ここ2,3日、中根千枝著(1977初版2007)「家族を中心とした人間関係」講談社学術文庫、を読んでいました。これで2回目になりますが、今度は比較的すんなりと頭に入ってきました。
心理学の本ではなく文化人類学の本ですが、家族療法を行ううえで、日本の家族の特質や歴史的変遷などに関心があるので非常に面白く参考になりました。この本は、インド、中国、韓国、東南アジア、アフリカ、西欧、日本といった国々の家族の形態や性質を比較考察しています。
これによると…。
日本の家族はコミュニティーや親類縁者の間でも非常に閉鎖的、排他的で、家はベースキャンプの役割をしているのだそう。ベースキャンプとは、一日を会社や学校などで過ごした疲れた家族構成員が寝に帰り、疲れをとり、翌日の活力を蓄える場所、とのことです。
「うちは地方にあるし、コミュニティーのなかでも付き合いがあるほうだ」と言う人も、諸外国に比べれば明らかにその性質が違うのだとか。例えば、夫婦喧嘩を隣近所の人たちの前で堂々とできるかと言われれば、「恥ずかしくなる」のが日本人とのことです。日本人の対人恐怖症や人の目を非常に気にするところと大いに関係がありますよね。

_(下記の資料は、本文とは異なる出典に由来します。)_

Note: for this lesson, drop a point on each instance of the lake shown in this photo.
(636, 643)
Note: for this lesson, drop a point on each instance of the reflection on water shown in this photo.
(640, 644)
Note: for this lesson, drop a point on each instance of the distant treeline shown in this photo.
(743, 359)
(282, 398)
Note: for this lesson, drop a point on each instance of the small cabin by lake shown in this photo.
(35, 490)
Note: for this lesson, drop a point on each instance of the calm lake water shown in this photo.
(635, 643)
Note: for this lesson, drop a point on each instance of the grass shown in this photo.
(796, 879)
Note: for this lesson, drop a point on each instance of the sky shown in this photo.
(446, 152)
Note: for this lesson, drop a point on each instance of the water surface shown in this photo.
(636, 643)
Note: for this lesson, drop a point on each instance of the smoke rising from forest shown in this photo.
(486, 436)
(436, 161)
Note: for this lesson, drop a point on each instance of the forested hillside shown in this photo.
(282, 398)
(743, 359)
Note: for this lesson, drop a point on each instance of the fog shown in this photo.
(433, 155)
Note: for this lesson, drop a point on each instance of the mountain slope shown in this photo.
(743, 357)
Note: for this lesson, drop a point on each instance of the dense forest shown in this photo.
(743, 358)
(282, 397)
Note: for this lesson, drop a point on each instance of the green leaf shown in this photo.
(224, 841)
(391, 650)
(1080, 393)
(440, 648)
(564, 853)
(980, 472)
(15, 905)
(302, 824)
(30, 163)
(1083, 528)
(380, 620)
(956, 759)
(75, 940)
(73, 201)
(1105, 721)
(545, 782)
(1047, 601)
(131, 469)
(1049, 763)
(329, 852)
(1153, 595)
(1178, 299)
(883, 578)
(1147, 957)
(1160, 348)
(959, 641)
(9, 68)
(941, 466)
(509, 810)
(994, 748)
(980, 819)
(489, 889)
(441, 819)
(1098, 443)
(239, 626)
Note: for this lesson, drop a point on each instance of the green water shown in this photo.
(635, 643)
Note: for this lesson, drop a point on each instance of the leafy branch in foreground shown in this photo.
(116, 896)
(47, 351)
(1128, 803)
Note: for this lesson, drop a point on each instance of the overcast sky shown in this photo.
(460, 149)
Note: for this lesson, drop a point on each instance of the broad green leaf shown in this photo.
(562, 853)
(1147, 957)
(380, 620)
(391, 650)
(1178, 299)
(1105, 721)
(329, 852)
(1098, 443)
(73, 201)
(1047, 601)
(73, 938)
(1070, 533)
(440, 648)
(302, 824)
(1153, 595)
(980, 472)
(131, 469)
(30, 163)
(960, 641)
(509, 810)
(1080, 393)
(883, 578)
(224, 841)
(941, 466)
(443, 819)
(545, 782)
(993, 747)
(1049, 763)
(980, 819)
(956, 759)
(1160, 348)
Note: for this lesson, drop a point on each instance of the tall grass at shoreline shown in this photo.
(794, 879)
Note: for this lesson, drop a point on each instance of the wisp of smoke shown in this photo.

この本が書かれたのは1977年でそれから35年が経ちますが、果たして日本の家族はどうなっているのでしょうか。自分の住むところに限って言えば、日々の挨拶や町内会は辛うじてあってもコミュニティーはなし、もしや77年とさほど変わらないのでは?と思います。変化しているところはどこだろう…?そんなことを考えながら読むと面白いと思います。